I REMEMBER - 'Men only' - Fish Camp with Cousins & Uncles

There are lots of good memories in our lives and for those that are blessed with large families, there are often even more.  Interaction with different personalities that might doom a relationship outside your own family, but are preserved forever because they are “blood” relatives  Blood is thicker than water.

Most of my relatives were in Oklahoma and when my Mom and sister and I moved to California, it was like Marco Polo sailing off to the edge of the known universe.

We went back a couple of times for a visit and family reunions.  Being young, skinny wearing glasses, with all my 6’+ farm boy older cousins and Aunts and Uncles, I was often lost in the mix.

One of my favorite memories was a week-long, guy’s only, fish camp expedition.  There were lots of trucks (one with a huge freezer in the bed), chicken guts, “Catfish Charley” stink bait, treble hooks for snagging catfish and trot-lines.

We stayed at a fish camp on the Arkansas River…little shanty cabins right on the river bank.  We had big campfires at night and I drank lots of soda…I seem to recall my uncles and older cousins drinking something with the word “lightning” out of mason jars, getting louder and crazier as the night wore on.  We had made a side trip to this little farm to pick up the mason jars.  I waited in the truck.

We caught a couple of month’s worth of fish, mostly catfish and bass.  We cleaned and gutted them and packed them in the freezer right there.  We also had fish for breakfast, lunch and dinner (good to get home and have a hamburger).

I watched my older cousins catch catfish with their bare hands in little washed out recesses in the river banks.  There were lots of yelling and new words for me to learn when they got spiked with fins. 

My fondest memory after 50+ years was a nightmare at the time, which is often true with many good stories.  Being the youngest (and most naïve) on this “man trip”, I got initiated into the “Chiles Clan” one night.  We were sitting around the campfire and the mason jars were being passed around – not me.  


One of my three uncles announced that it was time to check the trotlines and needed a volunteer.  All my cousins volunteered me.  It was pitch black and very late at night.  I was terrified to even go much beyond the campfire area, but had to “man up” and not let it show that I was about to wet myself in fear.  

I had to take one of the “Jonboats” off the shore and paddle out into the night following the rope tied from one tree to another across the river and check the dangling baited hooks to see (had a lantern) if we had any fish on them, pull them up, remove the fish – drop them in the bottom of the boat (club them in the head if they flopped too much), rebait the hooks and paddle back.  No problem.  I am thinking, I can do this.

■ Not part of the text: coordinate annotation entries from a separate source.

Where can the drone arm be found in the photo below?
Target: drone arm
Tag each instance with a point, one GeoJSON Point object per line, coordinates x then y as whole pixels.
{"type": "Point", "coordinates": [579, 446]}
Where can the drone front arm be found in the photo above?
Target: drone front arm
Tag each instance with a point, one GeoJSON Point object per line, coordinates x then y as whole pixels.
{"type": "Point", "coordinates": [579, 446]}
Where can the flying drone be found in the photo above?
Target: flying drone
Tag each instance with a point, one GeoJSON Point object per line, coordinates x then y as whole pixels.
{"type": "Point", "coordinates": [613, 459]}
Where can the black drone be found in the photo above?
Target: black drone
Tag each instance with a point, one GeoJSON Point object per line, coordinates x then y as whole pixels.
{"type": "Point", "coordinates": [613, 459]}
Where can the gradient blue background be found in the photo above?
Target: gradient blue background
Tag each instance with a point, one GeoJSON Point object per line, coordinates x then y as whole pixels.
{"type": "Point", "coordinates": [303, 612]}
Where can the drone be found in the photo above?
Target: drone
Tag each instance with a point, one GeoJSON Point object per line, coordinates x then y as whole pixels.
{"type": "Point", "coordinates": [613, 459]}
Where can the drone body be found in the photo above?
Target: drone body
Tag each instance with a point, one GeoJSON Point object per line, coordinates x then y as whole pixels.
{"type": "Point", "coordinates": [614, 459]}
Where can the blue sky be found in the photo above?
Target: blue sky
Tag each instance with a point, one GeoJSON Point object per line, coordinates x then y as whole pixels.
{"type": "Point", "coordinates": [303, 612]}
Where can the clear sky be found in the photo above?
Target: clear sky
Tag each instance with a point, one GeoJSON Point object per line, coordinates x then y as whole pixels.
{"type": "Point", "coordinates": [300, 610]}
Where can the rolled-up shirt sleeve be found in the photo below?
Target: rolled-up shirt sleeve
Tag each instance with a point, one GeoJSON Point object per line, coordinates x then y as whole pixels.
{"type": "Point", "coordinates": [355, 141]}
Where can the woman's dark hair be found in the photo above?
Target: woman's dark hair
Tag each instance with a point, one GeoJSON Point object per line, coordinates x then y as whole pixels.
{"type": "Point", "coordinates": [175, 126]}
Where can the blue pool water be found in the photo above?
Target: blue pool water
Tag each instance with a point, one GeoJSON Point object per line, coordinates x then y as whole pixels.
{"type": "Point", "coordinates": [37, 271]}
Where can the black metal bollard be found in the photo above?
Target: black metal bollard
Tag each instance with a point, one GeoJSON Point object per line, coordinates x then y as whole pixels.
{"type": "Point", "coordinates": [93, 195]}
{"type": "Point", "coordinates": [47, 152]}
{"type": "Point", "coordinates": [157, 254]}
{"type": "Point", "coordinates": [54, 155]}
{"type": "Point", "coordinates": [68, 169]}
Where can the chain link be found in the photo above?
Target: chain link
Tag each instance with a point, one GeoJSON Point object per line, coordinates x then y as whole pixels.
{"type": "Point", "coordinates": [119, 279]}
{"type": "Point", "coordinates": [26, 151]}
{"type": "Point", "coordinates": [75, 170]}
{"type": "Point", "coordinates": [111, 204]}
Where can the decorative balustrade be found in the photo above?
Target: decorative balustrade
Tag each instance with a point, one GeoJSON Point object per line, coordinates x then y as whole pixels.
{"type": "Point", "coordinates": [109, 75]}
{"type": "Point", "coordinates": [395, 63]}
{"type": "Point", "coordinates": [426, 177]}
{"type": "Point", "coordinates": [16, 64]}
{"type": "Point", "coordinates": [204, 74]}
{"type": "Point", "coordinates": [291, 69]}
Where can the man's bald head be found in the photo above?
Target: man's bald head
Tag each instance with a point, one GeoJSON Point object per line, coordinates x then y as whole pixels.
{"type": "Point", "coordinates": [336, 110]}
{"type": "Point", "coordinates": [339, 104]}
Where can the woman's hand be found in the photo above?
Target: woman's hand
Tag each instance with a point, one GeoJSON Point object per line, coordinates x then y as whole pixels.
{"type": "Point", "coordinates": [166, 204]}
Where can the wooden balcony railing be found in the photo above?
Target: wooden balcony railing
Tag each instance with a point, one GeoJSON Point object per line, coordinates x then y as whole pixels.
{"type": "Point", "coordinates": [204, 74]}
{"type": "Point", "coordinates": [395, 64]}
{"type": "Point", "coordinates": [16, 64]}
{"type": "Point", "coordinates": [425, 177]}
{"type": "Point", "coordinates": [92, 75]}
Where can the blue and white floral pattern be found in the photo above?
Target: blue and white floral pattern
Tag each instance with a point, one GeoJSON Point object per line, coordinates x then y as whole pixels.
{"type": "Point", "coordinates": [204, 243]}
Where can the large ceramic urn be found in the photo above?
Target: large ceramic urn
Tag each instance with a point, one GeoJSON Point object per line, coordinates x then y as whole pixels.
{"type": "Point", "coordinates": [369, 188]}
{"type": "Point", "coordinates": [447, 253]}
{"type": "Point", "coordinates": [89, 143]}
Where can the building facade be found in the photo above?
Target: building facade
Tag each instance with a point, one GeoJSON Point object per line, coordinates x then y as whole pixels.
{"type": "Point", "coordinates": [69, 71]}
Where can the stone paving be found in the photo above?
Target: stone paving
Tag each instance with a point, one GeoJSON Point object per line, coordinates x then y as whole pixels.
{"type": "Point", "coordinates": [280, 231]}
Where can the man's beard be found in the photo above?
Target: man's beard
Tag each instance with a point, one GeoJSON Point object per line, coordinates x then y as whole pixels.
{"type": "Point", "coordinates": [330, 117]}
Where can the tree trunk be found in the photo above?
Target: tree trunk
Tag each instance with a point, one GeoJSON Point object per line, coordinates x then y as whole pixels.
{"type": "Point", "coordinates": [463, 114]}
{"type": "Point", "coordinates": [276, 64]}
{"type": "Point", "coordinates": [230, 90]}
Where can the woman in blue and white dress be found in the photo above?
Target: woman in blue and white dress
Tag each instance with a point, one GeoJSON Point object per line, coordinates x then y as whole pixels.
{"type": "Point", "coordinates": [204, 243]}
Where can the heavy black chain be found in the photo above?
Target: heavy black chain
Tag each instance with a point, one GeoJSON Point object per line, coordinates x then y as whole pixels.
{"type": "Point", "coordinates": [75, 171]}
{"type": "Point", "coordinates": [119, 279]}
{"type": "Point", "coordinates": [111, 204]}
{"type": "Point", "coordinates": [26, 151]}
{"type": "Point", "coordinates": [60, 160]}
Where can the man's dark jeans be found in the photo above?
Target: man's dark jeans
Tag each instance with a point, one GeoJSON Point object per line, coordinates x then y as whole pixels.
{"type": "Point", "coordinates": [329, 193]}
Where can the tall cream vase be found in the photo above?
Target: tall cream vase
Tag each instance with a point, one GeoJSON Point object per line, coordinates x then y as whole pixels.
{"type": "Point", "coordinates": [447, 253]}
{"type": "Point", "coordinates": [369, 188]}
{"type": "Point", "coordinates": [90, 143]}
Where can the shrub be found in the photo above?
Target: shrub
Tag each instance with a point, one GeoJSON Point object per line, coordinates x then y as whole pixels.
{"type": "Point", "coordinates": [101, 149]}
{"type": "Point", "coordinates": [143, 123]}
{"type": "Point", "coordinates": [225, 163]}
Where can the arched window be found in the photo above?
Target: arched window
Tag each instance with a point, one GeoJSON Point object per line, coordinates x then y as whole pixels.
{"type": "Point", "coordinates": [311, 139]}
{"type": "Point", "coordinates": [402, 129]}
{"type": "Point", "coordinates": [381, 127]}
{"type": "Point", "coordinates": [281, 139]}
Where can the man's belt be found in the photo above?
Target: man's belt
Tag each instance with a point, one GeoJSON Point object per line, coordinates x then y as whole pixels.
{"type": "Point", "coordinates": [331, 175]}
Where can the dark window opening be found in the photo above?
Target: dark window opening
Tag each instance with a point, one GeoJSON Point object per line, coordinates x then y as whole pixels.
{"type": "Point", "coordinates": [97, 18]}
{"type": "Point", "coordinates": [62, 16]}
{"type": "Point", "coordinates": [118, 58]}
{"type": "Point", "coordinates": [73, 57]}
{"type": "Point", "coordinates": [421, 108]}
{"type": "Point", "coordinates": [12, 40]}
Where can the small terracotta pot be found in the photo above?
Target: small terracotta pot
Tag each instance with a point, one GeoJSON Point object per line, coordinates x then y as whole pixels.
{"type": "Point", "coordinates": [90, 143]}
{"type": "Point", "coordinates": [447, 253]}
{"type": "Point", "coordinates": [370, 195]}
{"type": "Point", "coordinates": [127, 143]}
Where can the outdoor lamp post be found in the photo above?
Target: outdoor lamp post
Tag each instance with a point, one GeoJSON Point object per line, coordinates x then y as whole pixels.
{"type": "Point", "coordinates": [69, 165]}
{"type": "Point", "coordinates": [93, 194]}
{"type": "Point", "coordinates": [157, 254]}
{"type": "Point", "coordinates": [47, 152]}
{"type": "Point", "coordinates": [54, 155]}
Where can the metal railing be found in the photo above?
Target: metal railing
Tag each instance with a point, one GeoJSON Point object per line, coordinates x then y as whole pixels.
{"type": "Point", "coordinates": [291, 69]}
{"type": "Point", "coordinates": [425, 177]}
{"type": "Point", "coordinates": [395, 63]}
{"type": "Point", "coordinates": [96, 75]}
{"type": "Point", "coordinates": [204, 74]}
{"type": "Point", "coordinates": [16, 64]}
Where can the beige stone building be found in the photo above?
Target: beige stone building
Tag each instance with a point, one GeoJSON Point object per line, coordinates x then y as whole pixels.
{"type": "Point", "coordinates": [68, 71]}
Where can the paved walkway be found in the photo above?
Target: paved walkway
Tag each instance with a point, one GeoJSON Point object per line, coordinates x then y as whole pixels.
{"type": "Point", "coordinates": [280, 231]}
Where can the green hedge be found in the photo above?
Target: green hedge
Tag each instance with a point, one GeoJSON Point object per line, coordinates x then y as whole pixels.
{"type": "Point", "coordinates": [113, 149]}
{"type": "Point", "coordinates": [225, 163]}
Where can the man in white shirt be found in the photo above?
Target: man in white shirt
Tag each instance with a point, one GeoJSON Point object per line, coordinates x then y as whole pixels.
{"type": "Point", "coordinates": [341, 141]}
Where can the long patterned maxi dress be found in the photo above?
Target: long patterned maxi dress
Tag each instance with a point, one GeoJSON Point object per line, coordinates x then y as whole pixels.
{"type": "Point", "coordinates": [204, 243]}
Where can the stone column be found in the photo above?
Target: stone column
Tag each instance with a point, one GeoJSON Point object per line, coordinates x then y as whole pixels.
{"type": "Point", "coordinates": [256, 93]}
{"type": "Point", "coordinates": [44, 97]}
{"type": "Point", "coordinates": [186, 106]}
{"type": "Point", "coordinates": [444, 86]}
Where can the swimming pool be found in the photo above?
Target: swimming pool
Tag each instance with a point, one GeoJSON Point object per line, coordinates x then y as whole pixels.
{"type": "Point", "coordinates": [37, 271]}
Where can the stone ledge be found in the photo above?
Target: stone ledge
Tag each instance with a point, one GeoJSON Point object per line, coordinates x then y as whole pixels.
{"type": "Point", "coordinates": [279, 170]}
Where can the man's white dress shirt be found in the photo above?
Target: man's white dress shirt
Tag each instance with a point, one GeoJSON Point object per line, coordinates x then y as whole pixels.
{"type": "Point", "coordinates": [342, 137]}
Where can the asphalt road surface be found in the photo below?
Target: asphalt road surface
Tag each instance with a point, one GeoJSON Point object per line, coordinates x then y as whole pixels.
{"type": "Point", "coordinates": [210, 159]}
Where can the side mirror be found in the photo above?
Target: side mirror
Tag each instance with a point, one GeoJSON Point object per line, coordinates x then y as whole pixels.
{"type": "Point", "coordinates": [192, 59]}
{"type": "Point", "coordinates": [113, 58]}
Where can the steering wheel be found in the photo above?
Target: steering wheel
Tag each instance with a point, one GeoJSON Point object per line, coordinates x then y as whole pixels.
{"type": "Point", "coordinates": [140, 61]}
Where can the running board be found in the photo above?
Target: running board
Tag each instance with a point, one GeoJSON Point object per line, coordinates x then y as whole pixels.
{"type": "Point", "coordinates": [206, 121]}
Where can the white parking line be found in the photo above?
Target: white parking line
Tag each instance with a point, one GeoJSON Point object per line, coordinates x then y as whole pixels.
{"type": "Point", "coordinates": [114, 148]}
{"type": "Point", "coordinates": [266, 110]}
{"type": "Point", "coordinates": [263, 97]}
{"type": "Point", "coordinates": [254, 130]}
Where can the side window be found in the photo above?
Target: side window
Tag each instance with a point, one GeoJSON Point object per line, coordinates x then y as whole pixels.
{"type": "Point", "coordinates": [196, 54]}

I faced my fear of the dark and took off as calmly (on the outside) as I could and was about halfway out when the initiation happened.  One of my older cousins slipped into the water behind me and quietly swam out to the boat and came up over the side behind me with a loud moan.  I now knew the monster stories were true and I was soon to be a dead man (boy actually).  Never one to go down without swinging (I had lost my fair share of playground fistfights) I first screamed at the top of my lungs then grabbed the paddle and wacked the “monster” over the head a couple of times. 

The distant laughter from the camp that had started with my screaming at the top of my lungs, turned into several enlightening four letter words from my half-drowned cousin and my uncles on the shore – one of which had to swim out and help his dazed “monster” son back to shore…and then the laughter started up again back at the camp after confirming everyone was still alive.  This time they were laughing at my soaking wet, gash-on-forehead cousin.

I was now officially in the clan…even offered a sip from the Mason jar (after they applied some to my cousin’s wound - man, did he ever yell even louder than me). Tasted very much like gasoline, but not as smooth…I think my eyes crossed several times from just enough to wet my flaming lips. I slept well.

The story was passed around at the next week’s family reunion.  Me, swelling with pride, my cousin embarrassed and my Mom whacking her brothers (my uncles) for allowing such a thing.  

My uncles were 6’3”+ - my mom was 5’1” – They were laughing so hard, I don’t think her punches were felt much.